Schools in Uganda have reopened to students this week, ending the longest school disruption due to the COVID-19 pandemic anywhere in the world.
Schools have been fully or partially shut for more than 83 weeks, according to figures from the U.N. cultural agency.
This compares with the OECD (Organisation for Economic Co-operation and Development) countries average of 101 days, roughly just over three months.
Uganda’s education closure is thought to have affected more than 10 million learners. The country first shut down its schools in March 2020, shortly after the first coronavirus case was confirmed on the African continent.
Some classes were reopened to students in February 2021, but a total lockdown was imposed again in June as the country faced its first major surge of the virus.
Unlike in Ireland and indeed most other counties in the world, virtual learning was not an option in most schools in the country, leaving children uneducated for over a year.

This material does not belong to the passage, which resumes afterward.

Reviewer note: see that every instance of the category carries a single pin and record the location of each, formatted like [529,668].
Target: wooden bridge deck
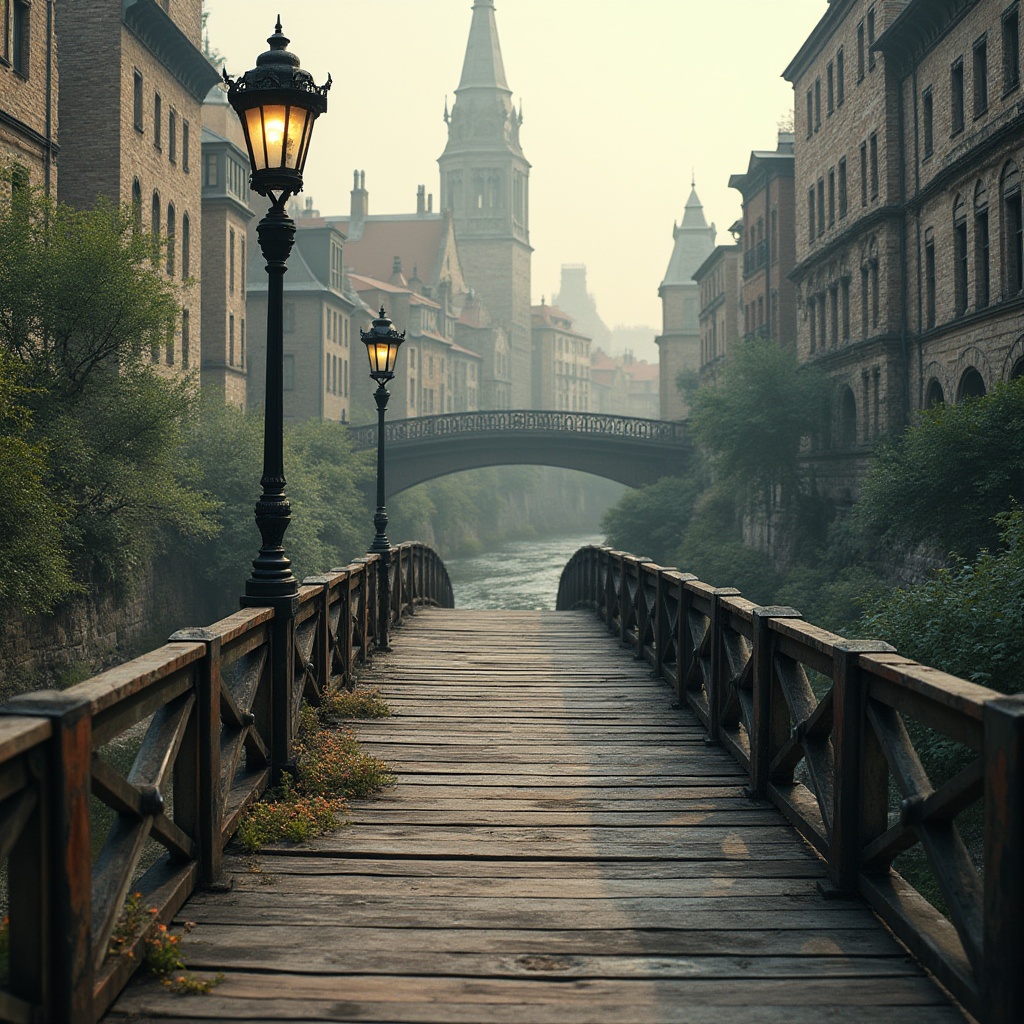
[561,847]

The charity ‘Save the Children’ has warned that a wave of drop-outs is expected from children as students who have already fallen behind will struggle to keep up.
To combat this, the charity has launched a ‘catch up club’ aimed to accelerate the recovery of lost learning during the closure of schools.
The clubs will assess children and teach them at the required level to help them regain literacy and other learning, with child protection support and cash assistance for families struggling to send them to school.
In Ireland, full school closures were an average of at least 96 days (primary), 91 days (lower second-level) and at least 72 days (upper second level).